Het laatstgenoemde vereiste is door de wetgever opgelegd om mogelijke misbruiken te voorkomen. Een overheid die de hoogdringendheid ten onrechte inroept om binnen drie dagen een advies te verkrijgen, loopt het risico haar besluit wegens een ontoereikende motivering vernietigd te zien door de Raad van State, afdeling administratie (1).
In de uitoefening van haar preventieve controle op de wettigheid van de haar voorgelegde ontwerpen van verordening, dient ook de afdeling wetgeving de ingeroepen hoogdringendheid te beoordelen. Als die afdeling van oordeel zou zijn dat het beroep op de spoedprocedure niet regelmatig gemotiveerd of niet wettelijk verantwoord is, zou zij een gebrek vaststellen dat de adviesaanvragende overheid onmogelijk nog kan verhelpen, gelet op de verplichting om de opgegeven motivering zonder meer in de aanhef van de ontworpen verordening op te nemen. Een dergelijke vaststelling zou een verder onderzoek van het ontwerp dan ook volstrekt overbodig maken.
Hieruit volgt dat de behoorlijke motivering van de hoogdringendheid een voorwaarde is voor de ontvankelijkheid van de adviesaanvraag.
Te dezen wordt de dringende noodzakelijkheid verantwoord met een verwijzing naar de inwerkingtreding op 10 januari 1997 van artikel 60, 1, vierde lid, van de organieke wet van 8 juli 1976 betreffende de openbare centra voor maatschappelijk welzijn, ingevoegd bij de wet van 15 juli 1996. Deze motivering wekt de indruk dat de hoogdringendheid voortvloeit uit het loutere feit dat de bepaling waarvan de uitvoering beoogd wordt, in werking getreden is.

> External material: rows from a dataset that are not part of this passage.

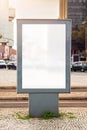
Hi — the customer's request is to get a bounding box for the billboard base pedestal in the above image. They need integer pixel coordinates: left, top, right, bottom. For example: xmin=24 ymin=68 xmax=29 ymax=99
xmin=29 ymin=93 xmax=58 ymax=117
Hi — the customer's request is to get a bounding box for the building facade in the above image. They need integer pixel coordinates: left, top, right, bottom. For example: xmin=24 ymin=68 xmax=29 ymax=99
xmin=0 ymin=0 xmax=15 ymax=59
xmin=68 ymin=0 xmax=87 ymax=28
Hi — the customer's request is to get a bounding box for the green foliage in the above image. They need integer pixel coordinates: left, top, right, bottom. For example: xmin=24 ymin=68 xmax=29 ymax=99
xmin=16 ymin=112 xmax=30 ymax=120
xmin=41 ymin=112 xmax=55 ymax=119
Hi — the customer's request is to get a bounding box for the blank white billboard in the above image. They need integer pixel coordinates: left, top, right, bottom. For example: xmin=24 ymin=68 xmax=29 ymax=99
xmin=22 ymin=24 xmax=66 ymax=89
xmin=18 ymin=20 xmax=71 ymax=92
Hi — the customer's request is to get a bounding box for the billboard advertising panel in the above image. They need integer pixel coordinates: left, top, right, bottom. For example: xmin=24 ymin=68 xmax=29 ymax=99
xmin=17 ymin=20 xmax=71 ymax=93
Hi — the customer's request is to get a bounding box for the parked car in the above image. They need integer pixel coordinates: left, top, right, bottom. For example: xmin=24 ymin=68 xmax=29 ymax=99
xmin=7 ymin=62 xmax=17 ymax=70
xmin=0 ymin=60 xmax=6 ymax=69
xmin=72 ymin=61 xmax=87 ymax=72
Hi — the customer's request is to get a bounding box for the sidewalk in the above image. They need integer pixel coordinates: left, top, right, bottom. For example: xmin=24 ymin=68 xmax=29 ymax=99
xmin=0 ymin=108 xmax=87 ymax=130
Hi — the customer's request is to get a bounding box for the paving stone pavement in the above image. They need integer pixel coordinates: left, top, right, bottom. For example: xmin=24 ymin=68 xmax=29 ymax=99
xmin=0 ymin=108 xmax=87 ymax=130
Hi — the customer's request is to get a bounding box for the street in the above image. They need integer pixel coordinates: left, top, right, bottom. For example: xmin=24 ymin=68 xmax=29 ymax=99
xmin=0 ymin=69 xmax=87 ymax=87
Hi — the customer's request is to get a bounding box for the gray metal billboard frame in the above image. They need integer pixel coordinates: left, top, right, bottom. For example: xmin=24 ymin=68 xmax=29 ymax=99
xmin=17 ymin=19 xmax=71 ymax=94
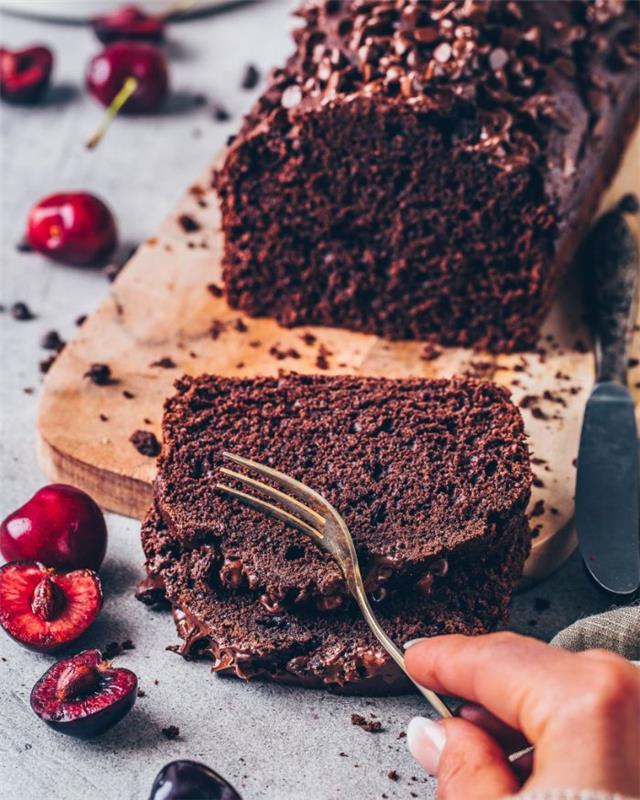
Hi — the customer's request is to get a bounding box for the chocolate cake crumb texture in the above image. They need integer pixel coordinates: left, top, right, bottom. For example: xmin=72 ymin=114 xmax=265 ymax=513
xmin=129 ymin=430 xmax=160 ymax=458
xmin=214 ymin=0 xmax=640 ymax=352
xmin=142 ymin=374 xmax=531 ymax=693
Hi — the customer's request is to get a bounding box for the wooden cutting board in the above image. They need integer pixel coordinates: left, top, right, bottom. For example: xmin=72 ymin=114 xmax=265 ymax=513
xmin=38 ymin=131 xmax=640 ymax=580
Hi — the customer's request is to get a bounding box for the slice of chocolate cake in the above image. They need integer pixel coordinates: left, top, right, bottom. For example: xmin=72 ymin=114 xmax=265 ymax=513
xmin=154 ymin=374 xmax=531 ymax=613
xmin=142 ymin=510 xmax=529 ymax=694
xmin=214 ymin=0 xmax=639 ymax=350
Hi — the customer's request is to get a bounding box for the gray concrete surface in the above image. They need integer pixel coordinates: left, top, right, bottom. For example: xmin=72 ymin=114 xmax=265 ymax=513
xmin=0 ymin=0 xmax=632 ymax=800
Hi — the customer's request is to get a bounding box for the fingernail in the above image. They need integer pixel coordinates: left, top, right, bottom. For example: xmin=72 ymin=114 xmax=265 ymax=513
xmin=402 ymin=636 xmax=426 ymax=650
xmin=407 ymin=717 xmax=447 ymax=775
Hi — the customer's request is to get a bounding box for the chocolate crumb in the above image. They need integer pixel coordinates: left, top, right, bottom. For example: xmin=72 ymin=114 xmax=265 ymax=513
xmin=420 ymin=342 xmax=442 ymax=361
xmin=82 ymin=364 xmax=113 ymax=386
xmin=618 ymin=192 xmax=640 ymax=214
xmin=209 ymin=319 xmax=227 ymax=341
xmin=178 ymin=214 xmax=200 ymax=233
xmin=529 ymin=500 xmax=544 ymax=517
xmin=533 ymin=597 xmax=551 ymax=611
xmin=351 ymin=714 xmax=382 ymax=733
xmin=40 ymin=331 xmax=66 ymax=353
xmin=129 ymin=431 xmax=160 ymax=458
xmin=210 ymin=100 xmax=231 ymax=122
xmin=39 ymin=353 xmax=58 ymax=375
xmin=10 ymin=301 xmax=36 ymax=322
xmin=242 ymin=64 xmax=260 ymax=89
xmin=149 ymin=356 xmax=177 ymax=369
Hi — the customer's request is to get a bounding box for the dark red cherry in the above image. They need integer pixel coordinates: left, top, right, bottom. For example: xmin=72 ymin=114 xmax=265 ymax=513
xmin=0 ymin=45 xmax=53 ymax=103
xmin=87 ymin=42 xmax=169 ymax=114
xmin=0 ymin=483 xmax=107 ymax=570
xmin=149 ymin=760 xmax=242 ymax=800
xmin=27 ymin=192 xmax=118 ymax=266
xmin=0 ymin=561 xmax=102 ymax=653
xmin=92 ymin=6 xmax=165 ymax=44
xmin=31 ymin=650 xmax=138 ymax=739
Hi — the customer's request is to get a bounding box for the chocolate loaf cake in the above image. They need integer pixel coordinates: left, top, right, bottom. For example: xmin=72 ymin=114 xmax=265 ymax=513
xmin=214 ymin=0 xmax=639 ymax=350
xmin=154 ymin=374 xmax=531 ymax=613
xmin=142 ymin=510 xmax=529 ymax=694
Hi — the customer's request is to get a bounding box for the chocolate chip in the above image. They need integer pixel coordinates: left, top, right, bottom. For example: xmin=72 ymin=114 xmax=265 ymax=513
xmin=210 ymin=100 xmax=231 ymax=122
xmin=178 ymin=214 xmax=200 ymax=233
xmin=129 ymin=431 xmax=160 ymax=458
xmin=242 ymin=64 xmax=260 ymax=89
xmin=162 ymin=725 xmax=180 ymax=741
xmin=149 ymin=356 xmax=177 ymax=369
xmin=618 ymin=193 xmax=640 ymax=214
xmin=10 ymin=301 xmax=36 ymax=322
xmin=40 ymin=331 xmax=65 ymax=353
xmin=82 ymin=364 xmax=112 ymax=386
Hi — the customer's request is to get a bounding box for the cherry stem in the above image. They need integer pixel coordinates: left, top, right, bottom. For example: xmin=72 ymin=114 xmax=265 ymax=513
xmin=158 ymin=0 xmax=198 ymax=21
xmin=85 ymin=77 xmax=139 ymax=150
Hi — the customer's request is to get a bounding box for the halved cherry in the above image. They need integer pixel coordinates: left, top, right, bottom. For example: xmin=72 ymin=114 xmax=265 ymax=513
xmin=0 ymin=561 xmax=102 ymax=652
xmin=92 ymin=6 xmax=165 ymax=44
xmin=31 ymin=650 xmax=138 ymax=739
xmin=0 ymin=45 xmax=53 ymax=103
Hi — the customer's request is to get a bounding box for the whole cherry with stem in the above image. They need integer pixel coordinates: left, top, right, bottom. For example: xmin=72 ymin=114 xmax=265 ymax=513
xmin=87 ymin=42 xmax=169 ymax=149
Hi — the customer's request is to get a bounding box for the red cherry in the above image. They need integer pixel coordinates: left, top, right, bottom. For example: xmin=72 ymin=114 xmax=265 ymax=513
xmin=27 ymin=192 xmax=118 ymax=265
xmin=92 ymin=6 xmax=164 ymax=44
xmin=0 ymin=46 xmax=53 ymax=103
xmin=0 ymin=561 xmax=102 ymax=653
xmin=31 ymin=650 xmax=138 ymax=739
xmin=87 ymin=42 xmax=169 ymax=114
xmin=0 ymin=483 xmax=107 ymax=570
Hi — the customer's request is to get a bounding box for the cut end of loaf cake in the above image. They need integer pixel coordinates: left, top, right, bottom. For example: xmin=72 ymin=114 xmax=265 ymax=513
xmin=142 ymin=374 xmax=531 ymax=692
xmin=214 ymin=0 xmax=640 ymax=351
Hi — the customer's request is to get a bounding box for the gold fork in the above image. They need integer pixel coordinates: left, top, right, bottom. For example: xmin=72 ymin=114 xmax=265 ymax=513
xmin=216 ymin=453 xmax=453 ymax=717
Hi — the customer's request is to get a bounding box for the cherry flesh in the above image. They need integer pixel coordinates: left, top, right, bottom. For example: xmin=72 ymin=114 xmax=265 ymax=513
xmin=92 ymin=6 xmax=165 ymax=44
xmin=0 ymin=561 xmax=102 ymax=653
xmin=87 ymin=42 xmax=169 ymax=114
xmin=149 ymin=760 xmax=242 ymax=800
xmin=0 ymin=483 xmax=107 ymax=570
xmin=0 ymin=45 xmax=53 ymax=103
xmin=31 ymin=650 xmax=138 ymax=739
xmin=27 ymin=192 xmax=118 ymax=266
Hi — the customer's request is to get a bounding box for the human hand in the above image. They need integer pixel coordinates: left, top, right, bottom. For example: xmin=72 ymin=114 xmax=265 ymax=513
xmin=405 ymin=633 xmax=640 ymax=800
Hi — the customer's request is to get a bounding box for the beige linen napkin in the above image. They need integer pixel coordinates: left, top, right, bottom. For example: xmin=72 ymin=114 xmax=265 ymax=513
xmin=504 ymin=605 xmax=640 ymax=800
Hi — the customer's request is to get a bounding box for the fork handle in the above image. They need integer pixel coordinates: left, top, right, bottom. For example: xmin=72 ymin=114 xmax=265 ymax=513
xmin=353 ymin=581 xmax=453 ymax=718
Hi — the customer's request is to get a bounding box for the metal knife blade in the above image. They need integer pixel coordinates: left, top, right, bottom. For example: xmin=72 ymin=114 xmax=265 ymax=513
xmin=576 ymin=203 xmax=640 ymax=595
xmin=576 ymin=381 xmax=640 ymax=594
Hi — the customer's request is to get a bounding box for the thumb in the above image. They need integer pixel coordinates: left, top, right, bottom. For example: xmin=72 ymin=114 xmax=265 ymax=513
xmin=407 ymin=717 xmax=520 ymax=800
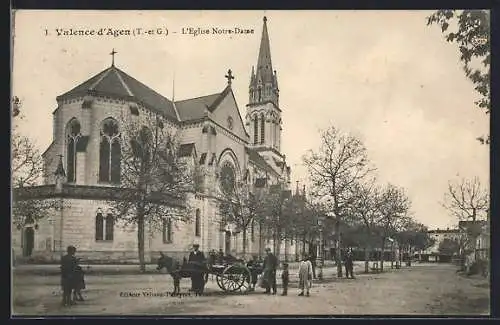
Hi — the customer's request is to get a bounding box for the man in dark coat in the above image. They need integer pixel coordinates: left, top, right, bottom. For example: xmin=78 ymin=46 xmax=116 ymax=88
xmin=61 ymin=246 xmax=78 ymax=306
xmin=188 ymin=244 xmax=205 ymax=294
xmin=263 ymin=247 xmax=278 ymax=295
xmin=344 ymin=249 xmax=354 ymax=279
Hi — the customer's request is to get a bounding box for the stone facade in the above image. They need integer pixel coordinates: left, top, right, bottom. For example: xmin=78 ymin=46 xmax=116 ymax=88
xmin=12 ymin=15 xmax=300 ymax=263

Een nader onderzoek van artikel 60, 1, vierde lid, leidt evenwel tot een beter inzicht in de bedoeling van de stellers van het ontwerp.
Luidens deze bepaling kan het steunverlenende O.C.M.W. van de administratieve verblijfplaats van de asielzoeker het O.C.M.W. van de gemeente waar de asielzoeker werkelijk verblijft, verzoeken een sociaal onderzoek uit te voeren, dat moet voldoen aan door de Koning te bepalen minimale voorwaarden en tegen een door de Koning te bepalen tarief. Het verslag over dit sociaal onderzoek, dat eveneens aan . door de Koning te bepalen minimale voorwaarden moet voldoen, dient binnen een door de Koning vast te stellen termijn overgemaakt te worden aan het verzoekende steunverlenende O.C.M.W..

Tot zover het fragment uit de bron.